Arizona House gives initial approval to expanding parental rights in schools

PHOENIX (AP) — The Arizona House gave initial approval on Tuesday to a Republican-backed bill that strengthens the rights of parents to know what is happening with their children in schools and allows them to seek sanctions against teachers who they believe have violated their parental rights.

Penalty provisions in the state’s sweeping expansion of the parent’s bill of rights could result in fines, suspensions, or the firing of teachers or other school employees. It also allows parents to sue if they are unhappy with the punishment or the way school districts have handled their complaint.

“Parents have always had the opportunity to talk to the teacher and talk to the principal and vent their frustration, but that’s it,” said Republican Rep. Steve Kaiser, the Phoenix lawmaker who sponsors the bill. law. “There is no other substantive remedy.”
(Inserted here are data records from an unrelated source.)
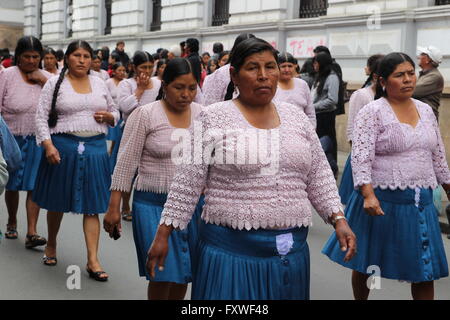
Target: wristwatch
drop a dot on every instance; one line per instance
(336, 218)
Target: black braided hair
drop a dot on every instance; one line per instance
(53, 115)
(73, 46)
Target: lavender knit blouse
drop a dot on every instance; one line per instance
(19, 101)
(146, 147)
(389, 154)
(75, 110)
(272, 191)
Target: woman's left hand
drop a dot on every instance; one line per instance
(346, 238)
(104, 117)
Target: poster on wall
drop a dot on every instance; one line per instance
(303, 47)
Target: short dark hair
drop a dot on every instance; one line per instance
(217, 47)
(27, 43)
(193, 44)
(387, 66)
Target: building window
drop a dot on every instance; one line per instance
(221, 12)
(156, 15)
(108, 9)
(313, 8)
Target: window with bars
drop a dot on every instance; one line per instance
(313, 8)
(156, 15)
(108, 9)
(221, 12)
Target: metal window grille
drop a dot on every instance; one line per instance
(313, 8)
(156, 20)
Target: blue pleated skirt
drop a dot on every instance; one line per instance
(80, 182)
(147, 209)
(346, 187)
(246, 265)
(405, 243)
(24, 178)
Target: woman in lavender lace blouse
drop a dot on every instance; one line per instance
(358, 100)
(398, 158)
(252, 239)
(74, 112)
(147, 148)
(20, 87)
(294, 90)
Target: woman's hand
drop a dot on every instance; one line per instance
(51, 153)
(346, 238)
(372, 206)
(159, 249)
(104, 117)
(112, 219)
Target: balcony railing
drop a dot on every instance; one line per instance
(221, 12)
(313, 8)
(156, 20)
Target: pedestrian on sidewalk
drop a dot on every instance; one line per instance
(218, 85)
(398, 158)
(20, 88)
(325, 95)
(294, 90)
(74, 113)
(252, 238)
(358, 100)
(431, 82)
(147, 148)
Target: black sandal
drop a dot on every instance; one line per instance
(35, 240)
(49, 261)
(11, 233)
(97, 275)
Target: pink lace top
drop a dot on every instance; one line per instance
(269, 187)
(75, 110)
(358, 100)
(299, 96)
(146, 146)
(390, 154)
(18, 101)
(113, 89)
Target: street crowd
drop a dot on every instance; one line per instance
(233, 224)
He said his proposal puts in place specific avenues for parents to complain and provides penalties to ensure the state’s Parents’ Bill of Rights is enforced. He argued that teachers and other educators are giving surveys to students and not telling parents and withholding medical and school records they should know.
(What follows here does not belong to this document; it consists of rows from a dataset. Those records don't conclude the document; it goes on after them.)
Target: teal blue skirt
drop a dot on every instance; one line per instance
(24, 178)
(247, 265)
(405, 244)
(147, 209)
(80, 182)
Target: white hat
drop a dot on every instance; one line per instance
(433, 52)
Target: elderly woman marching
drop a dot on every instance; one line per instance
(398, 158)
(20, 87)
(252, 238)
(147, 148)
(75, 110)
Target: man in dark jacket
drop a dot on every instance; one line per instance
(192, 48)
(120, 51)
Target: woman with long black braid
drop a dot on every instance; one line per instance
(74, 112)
“It gives real teeth to parents who want to see a difference in their school,” Kaiser said.

The proposal was strongly pushed back by Democrats, who called it an unnecessary expansion of pressure on public school teachers. They said parents already have ways to discuss their concerns with their teachers, administrators and school board members, but the possibility of fines and penalties makes parents and teachers adversaries rather than partners.

“I think this bill creates an environment that’s more combative than collaborative,” said Rep. Mitzi Epstein, a Democrat from Phoenix.

The bill requires teachers and school counselors to tell a student’s parents anything the child discloses in confidence. This includes anything related to the physical, emotional or mental health of the parent’s child.

It requires schools to allow access to all school records and a counsellor’s notes.

Kaiser said his legislation was needed to give parents better access to information about their children.

A provision that would have specifically required teachers or school counselors to tell a student’s parents about their sexual orientation or if they have questions about their gender identity has been removed. Democratic Rep. Cesar Chavez of Phoenix worked with Kaiser to get that provision changed.

Kaiser said he still believed this provision should be included and was disappointed to drop it, but said the bigger bill was more important.

Some Democrats pointed to parts of the bill that require parents to be told about all things mental health and said they’re worried teachers will still have to tell parents about their child’s sensitive issues on sexuality.

They also said Arizona is already struggling to recruit and retain enough teachers to ensure that all classrooms are staffed with permanent, qualified educators.

“I believe teachers are not an enemy,” said Rep. Judy Schwiebert, a Democrat from Phoenix. “I believe they are essential. And I believe that bills like this only drive more teachers out of the profession.

Kaiser’s proposal is one of many put forward by Republicans who worry that schools or their boards aren’t listening to parents. His bill now needs a formal House vote before it can pass the Senate.